Desde hace ya bastante tiempo demasiados críticos de la poesía española, mejor dicho, numerosos exegetas de los versos en nuestro idioma, a la hora de hacer balance de calidad o cualidad, han olvidado casi a propósito obras y autores que seguramente en ningún país de cultura similar, podría haber dejado en las afueras del parnaso literario; por eso, cuando aparece un libro con vocación de recuperar estos poetas casi malditos en la historia literaria nacional, creo que es justo hacer una reseña tanto al texto, como a los poemarios que afortunadamente José María García de Tuñón Aza  nos ofrece en su última obra "Vida y versos de 18 poetas españoles. De Manuel Machado a Ángel María Pascual.

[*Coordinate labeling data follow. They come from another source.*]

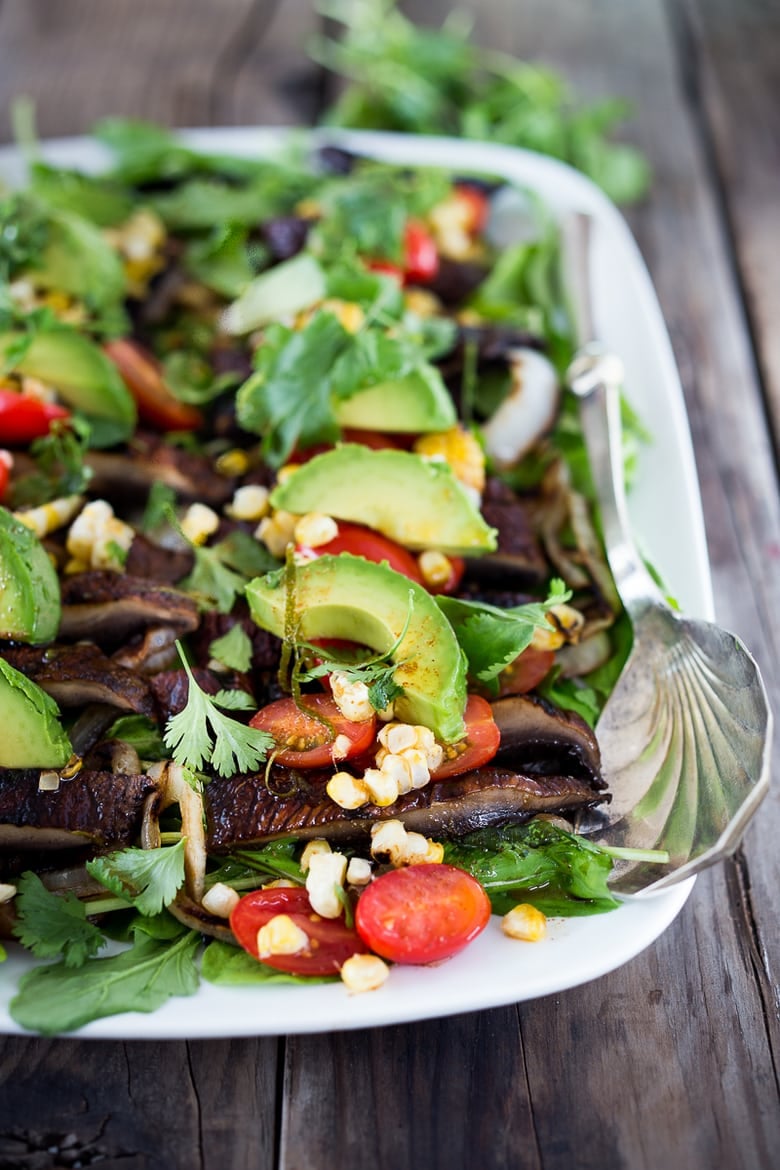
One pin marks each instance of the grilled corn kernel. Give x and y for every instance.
(276, 532)
(249, 502)
(364, 972)
(232, 462)
(199, 523)
(49, 517)
(346, 791)
(458, 448)
(315, 529)
(565, 627)
(281, 936)
(358, 872)
(435, 568)
(220, 900)
(382, 789)
(351, 697)
(524, 922)
(317, 845)
(325, 883)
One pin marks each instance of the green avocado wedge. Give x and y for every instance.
(414, 501)
(32, 733)
(81, 373)
(29, 589)
(372, 605)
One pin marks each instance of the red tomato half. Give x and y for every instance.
(421, 914)
(332, 942)
(480, 745)
(157, 405)
(304, 741)
(363, 542)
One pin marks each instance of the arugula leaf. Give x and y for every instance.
(149, 879)
(233, 649)
(228, 967)
(558, 872)
(52, 924)
(201, 733)
(57, 998)
(492, 638)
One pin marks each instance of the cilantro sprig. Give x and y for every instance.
(202, 734)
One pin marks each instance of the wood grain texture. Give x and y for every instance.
(672, 1059)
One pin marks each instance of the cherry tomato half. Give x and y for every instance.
(481, 742)
(332, 942)
(421, 914)
(143, 377)
(23, 418)
(304, 741)
(526, 672)
(364, 542)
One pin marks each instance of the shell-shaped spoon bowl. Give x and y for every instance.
(685, 734)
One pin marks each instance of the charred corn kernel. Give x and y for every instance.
(340, 748)
(419, 850)
(388, 841)
(382, 787)
(220, 900)
(232, 462)
(315, 529)
(422, 302)
(358, 872)
(460, 448)
(49, 517)
(565, 626)
(281, 936)
(325, 883)
(199, 522)
(346, 791)
(317, 845)
(449, 224)
(364, 972)
(98, 538)
(524, 922)
(249, 503)
(435, 568)
(276, 532)
(351, 697)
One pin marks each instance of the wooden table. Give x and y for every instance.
(672, 1060)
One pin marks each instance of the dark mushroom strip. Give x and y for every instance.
(539, 738)
(102, 809)
(246, 811)
(111, 607)
(82, 675)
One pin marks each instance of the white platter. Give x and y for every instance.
(495, 970)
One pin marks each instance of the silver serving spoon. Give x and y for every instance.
(685, 734)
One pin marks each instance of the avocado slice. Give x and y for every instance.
(32, 733)
(84, 378)
(414, 501)
(416, 403)
(349, 597)
(29, 593)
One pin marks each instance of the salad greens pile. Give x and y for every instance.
(259, 297)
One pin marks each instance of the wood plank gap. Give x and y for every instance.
(199, 1106)
(685, 48)
(740, 889)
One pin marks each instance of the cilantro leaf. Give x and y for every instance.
(201, 733)
(149, 879)
(57, 998)
(52, 924)
(233, 649)
(491, 638)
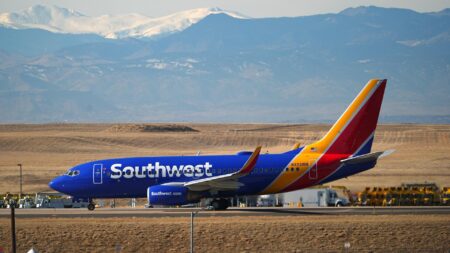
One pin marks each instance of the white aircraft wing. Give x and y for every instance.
(367, 157)
(226, 181)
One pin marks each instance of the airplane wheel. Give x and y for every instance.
(91, 207)
(219, 204)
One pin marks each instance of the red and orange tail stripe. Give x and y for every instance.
(351, 130)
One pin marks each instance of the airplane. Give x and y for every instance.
(345, 150)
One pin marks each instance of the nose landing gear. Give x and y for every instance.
(219, 204)
(91, 205)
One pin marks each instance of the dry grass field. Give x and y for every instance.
(379, 233)
(423, 151)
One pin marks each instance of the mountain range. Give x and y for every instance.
(58, 65)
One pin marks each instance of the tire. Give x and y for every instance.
(91, 207)
(216, 205)
(219, 204)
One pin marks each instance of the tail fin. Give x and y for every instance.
(353, 131)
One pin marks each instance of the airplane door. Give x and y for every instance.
(313, 170)
(97, 173)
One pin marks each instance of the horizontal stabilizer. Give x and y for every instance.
(367, 157)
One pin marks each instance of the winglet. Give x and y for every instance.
(251, 162)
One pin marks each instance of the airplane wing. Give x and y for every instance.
(226, 181)
(367, 157)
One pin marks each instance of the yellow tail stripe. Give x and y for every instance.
(312, 152)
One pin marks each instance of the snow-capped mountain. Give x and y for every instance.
(61, 20)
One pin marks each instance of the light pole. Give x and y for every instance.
(20, 167)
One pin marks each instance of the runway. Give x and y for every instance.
(183, 212)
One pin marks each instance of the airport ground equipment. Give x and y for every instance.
(315, 197)
(58, 200)
(411, 194)
(445, 196)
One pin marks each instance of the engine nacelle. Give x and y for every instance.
(171, 195)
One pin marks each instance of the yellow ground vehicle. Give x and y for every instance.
(445, 196)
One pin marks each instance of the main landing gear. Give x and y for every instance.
(91, 205)
(219, 204)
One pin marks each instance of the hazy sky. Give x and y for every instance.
(252, 8)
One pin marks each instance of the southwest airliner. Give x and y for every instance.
(345, 150)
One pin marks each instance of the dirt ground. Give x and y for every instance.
(422, 151)
(380, 233)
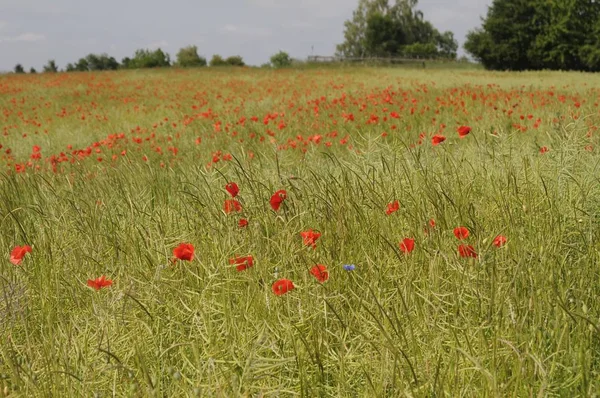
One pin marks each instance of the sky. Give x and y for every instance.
(34, 31)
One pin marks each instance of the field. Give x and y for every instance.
(456, 216)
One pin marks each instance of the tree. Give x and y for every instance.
(188, 57)
(51, 67)
(542, 35)
(380, 29)
(281, 60)
(217, 60)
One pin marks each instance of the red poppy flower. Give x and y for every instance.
(184, 251)
(99, 283)
(392, 207)
(467, 251)
(232, 205)
(310, 238)
(461, 233)
(320, 272)
(282, 286)
(233, 189)
(407, 245)
(277, 199)
(437, 139)
(500, 241)
(242, 263)
(17, 254)
(463, 131)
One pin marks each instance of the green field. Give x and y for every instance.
(129, 165)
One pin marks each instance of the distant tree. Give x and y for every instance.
(188, 57)
(217, 60)
(378, 28)
(235, 60)
(144, 58)
(281, 60)
(19, 68)
(51, 67)
(542, 35)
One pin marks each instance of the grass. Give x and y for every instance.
(521, 320)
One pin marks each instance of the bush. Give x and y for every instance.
(281, 60)
(217, 60)
(188, 57)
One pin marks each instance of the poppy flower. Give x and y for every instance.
(277, 199)
(233, 189)
(500, 241)
(242, 263)
(320, 272)
(310, 238)
(461, 233)
(99, 283)
(437, 139)
(407, 245)
(467, 251)
(282, 286)
(232, 205)
(184, 252)
(463, 131)
(392, 207)
(17, 254)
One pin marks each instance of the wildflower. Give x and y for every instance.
(99, 283)
(233, 189)
(407, 245)
(310, 238)
(463, 131)
(461, 233)
(282, 286)
(392, 207)
(232, 205)
(437, 139)
(500, 241)
(184, 252)
(320, 272)
(17, 254)
(277, 199)
(467, 251)
(242, 263)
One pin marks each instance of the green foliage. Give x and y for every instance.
(281, 60)
(144, 58)
(542, 35)
(217, 60)
(378, 29)
(51, 67)
(235, 60)
(188, 57)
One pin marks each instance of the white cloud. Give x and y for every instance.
(25, 37)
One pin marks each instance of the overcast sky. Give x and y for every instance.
(33, 31)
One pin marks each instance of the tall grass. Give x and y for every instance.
(521, 320)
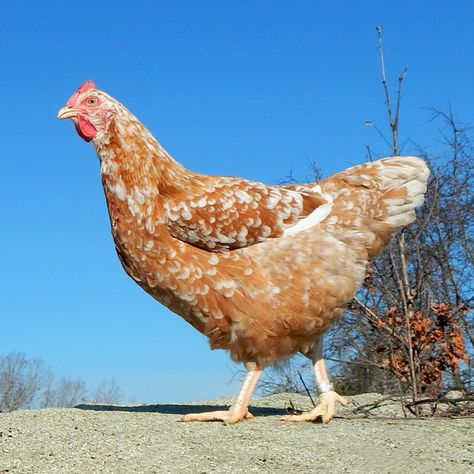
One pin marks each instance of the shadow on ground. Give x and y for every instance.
(171, 409)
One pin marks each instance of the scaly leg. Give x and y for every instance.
(239, 410)
(327, 396)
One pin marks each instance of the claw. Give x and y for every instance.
(229, 417)
(326, 409)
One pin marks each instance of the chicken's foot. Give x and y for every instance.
(328, 398)
(239, 410)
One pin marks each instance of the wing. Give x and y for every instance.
(223, 213)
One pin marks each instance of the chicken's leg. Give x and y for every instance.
(327, 396)
(239, 410)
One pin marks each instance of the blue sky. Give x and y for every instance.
(246, 88)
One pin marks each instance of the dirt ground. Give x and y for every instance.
(149, 439)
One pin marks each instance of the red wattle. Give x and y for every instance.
(85, 129)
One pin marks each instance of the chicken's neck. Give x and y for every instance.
(134, 163)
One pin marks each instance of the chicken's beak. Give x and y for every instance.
(67, 112)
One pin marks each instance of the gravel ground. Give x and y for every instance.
(149, 439)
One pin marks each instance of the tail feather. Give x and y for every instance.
(379, 197)
(403, 182)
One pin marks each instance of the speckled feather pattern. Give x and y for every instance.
(214, 249)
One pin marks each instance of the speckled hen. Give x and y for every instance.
(262, 271)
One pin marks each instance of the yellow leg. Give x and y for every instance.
(239, 410)
(327, 396)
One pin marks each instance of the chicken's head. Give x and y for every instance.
(90, 109)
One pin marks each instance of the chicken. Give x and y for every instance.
(262, 271)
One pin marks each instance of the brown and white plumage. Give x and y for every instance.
(262, 271)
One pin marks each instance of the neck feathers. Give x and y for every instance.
(130, 154)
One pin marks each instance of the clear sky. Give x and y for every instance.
(246, 88)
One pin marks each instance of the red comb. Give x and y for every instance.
(88, 85)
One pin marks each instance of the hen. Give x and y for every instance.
(262, 271)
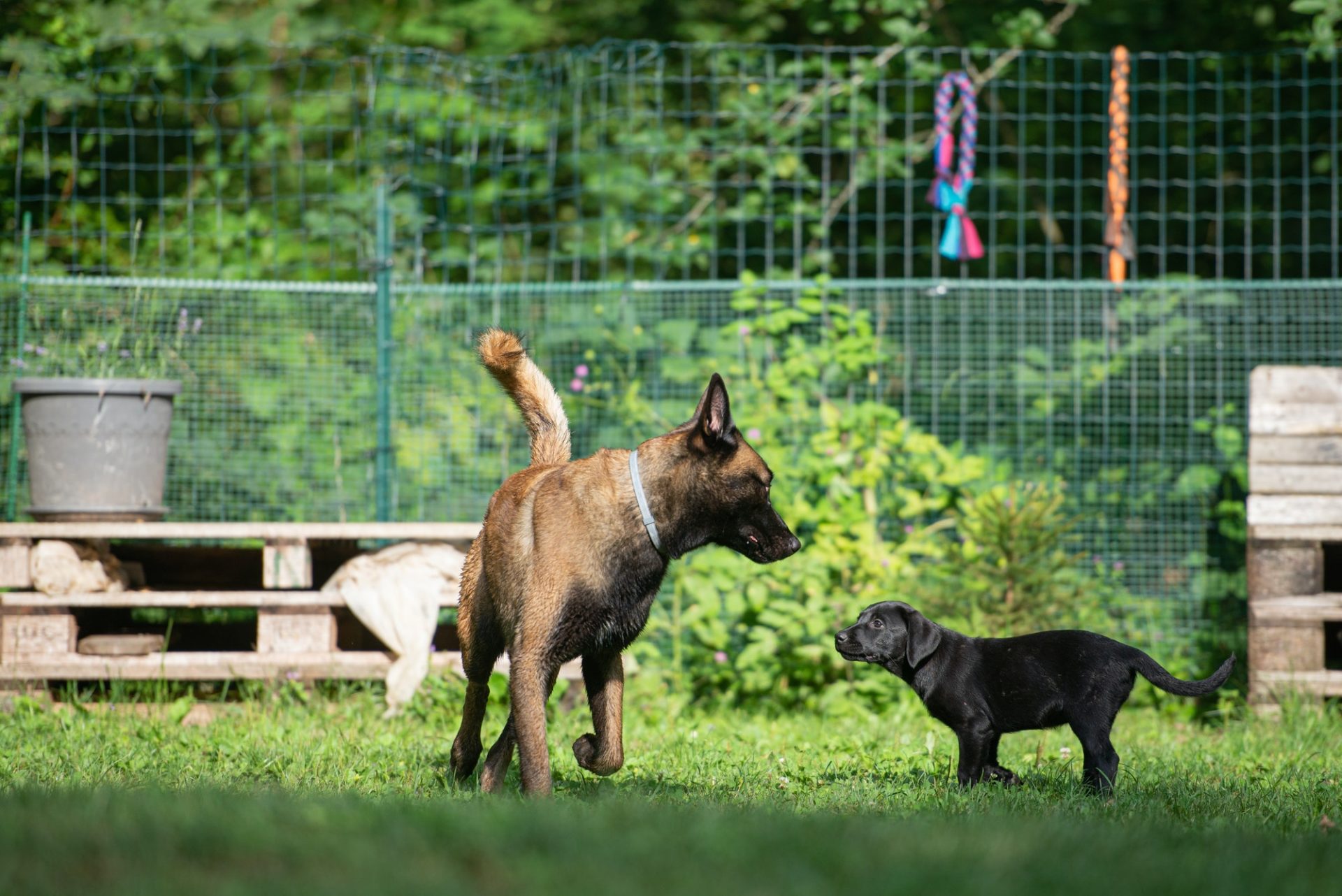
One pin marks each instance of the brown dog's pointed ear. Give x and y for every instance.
(923, 637)
(712, 426)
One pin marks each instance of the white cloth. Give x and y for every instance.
(396, 593)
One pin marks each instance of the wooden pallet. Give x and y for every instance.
(1294, 507)
(296, 626)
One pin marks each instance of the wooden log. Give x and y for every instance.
(121, 644)
(1283, 569)
(1295, 533)
(1295, 384)
(1295, 449)
(1294, 510)
(1295, 479)
(36, 632)
(1320, 683)
(222, 665)
(286, 563)
(14, 563)
(185, 598)
(1295, 420)
(246, 531)
(296, 630)
(1286, 646)
(64, 568)
(1318, 608)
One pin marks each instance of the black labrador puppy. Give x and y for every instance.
(984, 688)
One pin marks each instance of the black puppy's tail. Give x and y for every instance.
(1156, 674)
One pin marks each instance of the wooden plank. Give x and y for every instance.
(290, 630)
(217, 665)
(243, 531)
(286, 563)
(1295, 420)
(1295, 384)
(36, 632)
(1295, 449)
(182, 598)
(1295, 533)
(1295, 479)
(1295, 510)
(1320, 681)
(1314, 608)
(121, 644)
(14, 563)
(1283, 569)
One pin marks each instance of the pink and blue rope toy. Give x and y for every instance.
(951, 189)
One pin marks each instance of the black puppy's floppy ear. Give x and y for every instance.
(712, 424)
(923, 637)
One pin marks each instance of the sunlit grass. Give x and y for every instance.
(298, 790)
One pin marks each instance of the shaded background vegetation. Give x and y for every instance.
(1006, 458)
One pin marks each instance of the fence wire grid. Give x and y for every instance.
(278, 208)
(665, 161)
(1121, 396)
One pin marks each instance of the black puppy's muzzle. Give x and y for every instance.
(849, 646)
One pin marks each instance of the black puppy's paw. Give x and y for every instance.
(1006, 777)
(587, 751)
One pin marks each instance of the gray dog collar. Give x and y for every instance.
(643, 500)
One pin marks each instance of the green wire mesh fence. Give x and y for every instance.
(1134, 400)
(607, 201)
(663, 161)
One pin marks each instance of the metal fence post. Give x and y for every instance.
(383, 459)
(15, 414)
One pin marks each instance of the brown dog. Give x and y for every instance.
(570, 557)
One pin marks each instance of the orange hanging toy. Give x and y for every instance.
(1118, 229)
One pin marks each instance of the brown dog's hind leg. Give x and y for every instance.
(603, 753)
(500, 758)
(481, 646)
(501, 754)
(529, 686)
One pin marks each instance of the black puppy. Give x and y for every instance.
(984, 688)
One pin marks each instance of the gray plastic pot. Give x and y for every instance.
(97, 448)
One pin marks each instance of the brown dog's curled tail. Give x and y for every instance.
(533, 395)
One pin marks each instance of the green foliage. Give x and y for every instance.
(134, 333)
(1012, 568)
(876, 505)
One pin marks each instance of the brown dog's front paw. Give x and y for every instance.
(463, 760)
(586, 750)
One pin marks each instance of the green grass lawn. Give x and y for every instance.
(290, 795)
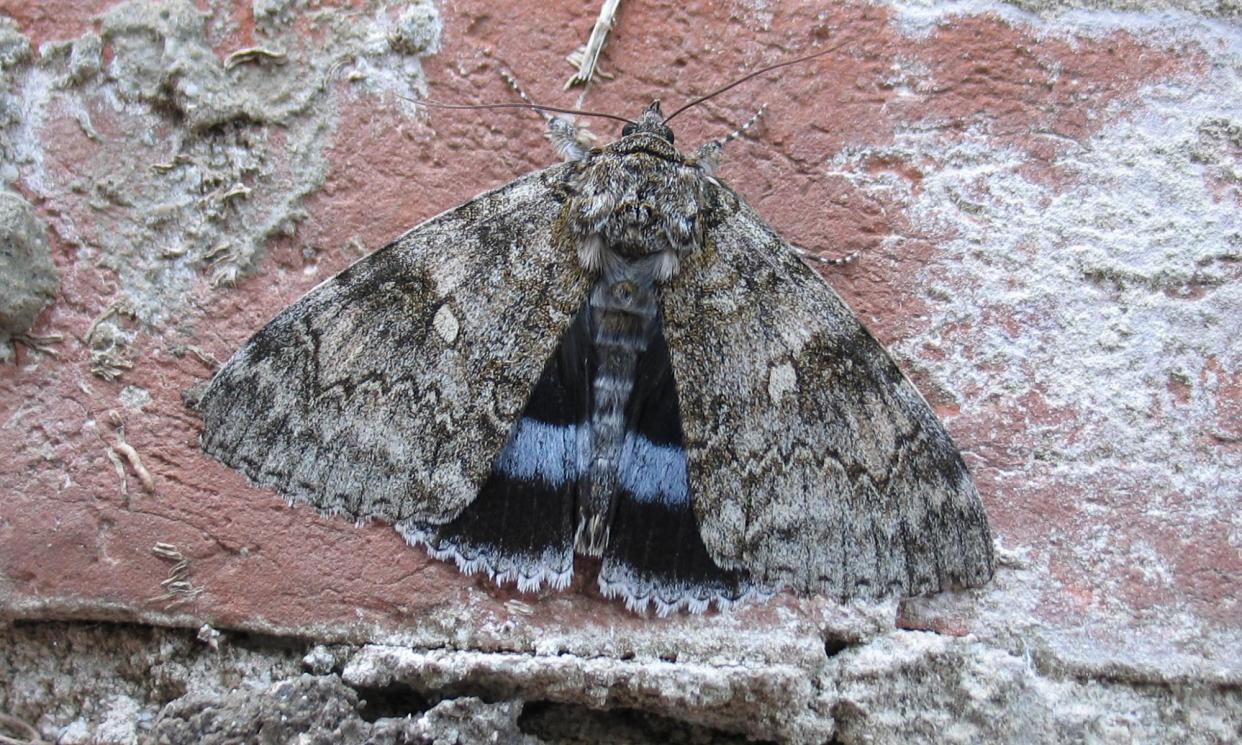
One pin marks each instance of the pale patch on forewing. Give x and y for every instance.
(781, 380)
(446, 323)
(358, 400)
(815, 463)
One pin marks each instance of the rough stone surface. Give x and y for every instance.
(1046, 199)
(27, 277)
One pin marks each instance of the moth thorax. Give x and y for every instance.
(598, 257)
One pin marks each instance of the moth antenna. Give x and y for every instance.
(708, 155)
(755, 73)
(570, 140)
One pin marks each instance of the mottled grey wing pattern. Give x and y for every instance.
(814, 462)
(388, 390)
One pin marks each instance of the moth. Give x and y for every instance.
(612, 356)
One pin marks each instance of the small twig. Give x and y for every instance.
(834, 262)
(121, 472)
(179, 586)
(135, 463)
(119, 447)
(253, 55)
(586, 58)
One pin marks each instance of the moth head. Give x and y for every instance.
(650, 122)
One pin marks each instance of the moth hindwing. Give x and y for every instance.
(612, 356)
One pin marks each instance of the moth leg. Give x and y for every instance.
(708, 155)
(570, 140)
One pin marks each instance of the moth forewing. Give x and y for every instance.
(612, 356)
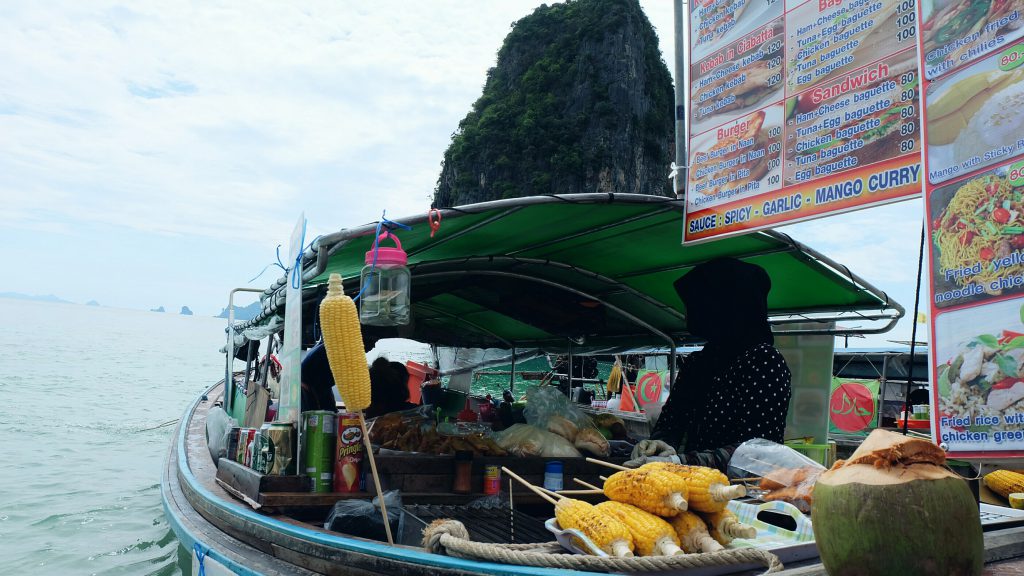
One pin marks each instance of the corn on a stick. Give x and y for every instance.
(724, 526)
(343, 343)
(655, 491)
(692, 532)
(605, 531)
(652, 535)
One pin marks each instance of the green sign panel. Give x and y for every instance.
(853, 406)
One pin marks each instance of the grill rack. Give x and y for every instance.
(492, 525)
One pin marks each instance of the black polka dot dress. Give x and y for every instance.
(748, 399)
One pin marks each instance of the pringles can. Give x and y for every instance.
(232, 444)
(318, 436)
(282, 435)
(349, 461)
(492, 480)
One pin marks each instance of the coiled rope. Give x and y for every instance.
(451, 537)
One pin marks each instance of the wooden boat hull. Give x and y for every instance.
(207, 519)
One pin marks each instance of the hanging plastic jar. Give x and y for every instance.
(384, 285)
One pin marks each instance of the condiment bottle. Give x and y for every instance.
(553, 476)
(463, 471)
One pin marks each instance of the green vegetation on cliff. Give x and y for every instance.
(580, 100)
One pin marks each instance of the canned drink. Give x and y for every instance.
(492, 480)
(349, 460)
(242, 447)
(318, 436)
(282, 435)
(232, 444)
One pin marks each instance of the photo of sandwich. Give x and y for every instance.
(863, 118)
(832, 43)
(974, 120)
(948, 23)
(753, 77)
(734, 159)
(714, 23)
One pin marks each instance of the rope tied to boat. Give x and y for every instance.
(450, 537)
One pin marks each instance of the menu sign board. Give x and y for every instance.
(799, 110)
(972, 53)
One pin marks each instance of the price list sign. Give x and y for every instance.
(972, 54)
(799, 110)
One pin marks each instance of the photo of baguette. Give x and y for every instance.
(733, 88)
(973, 119)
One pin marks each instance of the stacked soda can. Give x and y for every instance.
(318, 437)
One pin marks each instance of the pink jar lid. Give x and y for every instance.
(387, 255)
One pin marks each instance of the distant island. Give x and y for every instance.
(37, 297)
(244, 313)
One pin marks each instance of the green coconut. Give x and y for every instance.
(894, 508)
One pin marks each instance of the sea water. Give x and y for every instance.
(88, 399)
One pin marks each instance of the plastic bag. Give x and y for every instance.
(547, 408)
(784, 474)
(364, 519)
(526, 440)
(218, 427)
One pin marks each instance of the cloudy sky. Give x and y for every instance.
(156, 153)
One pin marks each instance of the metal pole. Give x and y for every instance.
(682, 85)
(228, 378)
(512, 373)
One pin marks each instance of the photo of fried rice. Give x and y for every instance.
(977, 235)
(983, 375)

En este sentido el libro del escritor asturiano, independientemente de que no haya podido incluir a la totalidad de esos poetas escondidos por la crítica oficial, o socialmente correcta, contiene el suficiente paisaje poético en nombres y poemas, como para agradecer una presencia tan justificada como necesaria. García de Tuñón Aza ha sabido integrar en una obra de casi doscientas páginas, un recorrido entre la nostalgia admirativa y el testimonio de su calidad que, sinceramente, la poesía española tenía en deuda permanente. La amplitud de autores, inteligentemente limitada entre el poeta en la penunbra, que lamentara antes que nadie su propio hermano Antonio, Manuel Machado, "el poeta de Sevilla, al navarro Ángel María Pascual, del que Miguel Sánchez-Ostiz decía de sus versos desgarrados, "que resultan extraños en la visión y en la pluma de alguien tachado de delicado, de esteticista, y eso como testimonio de una sensibilidad poética de primer orden, como decía de su Pamplona natal.

 

Y viajando con estos dos, y dando cuerpo o consistencia a una poesía para la emoción, para los sentimientos, para la calidad, nos vienen en este libro de García de Tuñón Aza, la palabra poética de Eduardo Marquina, capaz de aunar periodismo, teatro y versos en una espectacular demostración de genio literario; y aparece también Rafael Sánchez Mazas – excepción del modernismo con con su "Rosa Kruger. O la poesía de Adriano del Valle, de quien Ramón Gómez de la Serna diría "Poeta admirable que no se ha manchado. Pero en realidad el libro "Vida y versos de 18 poetas españoles, quiere ser un reconocimiento expreso a escritores como Gerardo Diego, olvidado sin causa ni caso. O de Lluys Santa Marina, protagonista de un texto cuidadísimo y clásico; de Murube y Agustín de Foxá, lenguaje popular y literatura académica en ellos. Y de Castroviejo y Leopoldo Panero, a la par imaginación poética y observación suprema en versos y prosa; o la presencia preciosista, ornamental de Luis Rosales, que junto a Miguel Hernández componen el azul y rojo de la poesía nacional que representan la mejor convivencia poética. Y un Dionisio Ridruejo que trae aquí lo mejor de fidelidad literaria y poética.

 

Es importante el libro de García de Tuñón Aza, quién de alguna manera ha sabido romper la estrecha cinta que impedía abrir a los ojos de muchos españoles, el conocimiento y el encuentro con unos poetas que por calidades y por obras, tendrían que ocupar un lugar muy cerca de nosotros, al lado de nuestra mesilla, donde a veces nos dormimos con versos tan bellos como el que nos dejara Lluys Santa Marina: "Cuando esto acabe, volveré a mi vida/Yo no sé lo que de ella quedará/ más no podrá faltarme cielo arriba/ Y tierra para andar.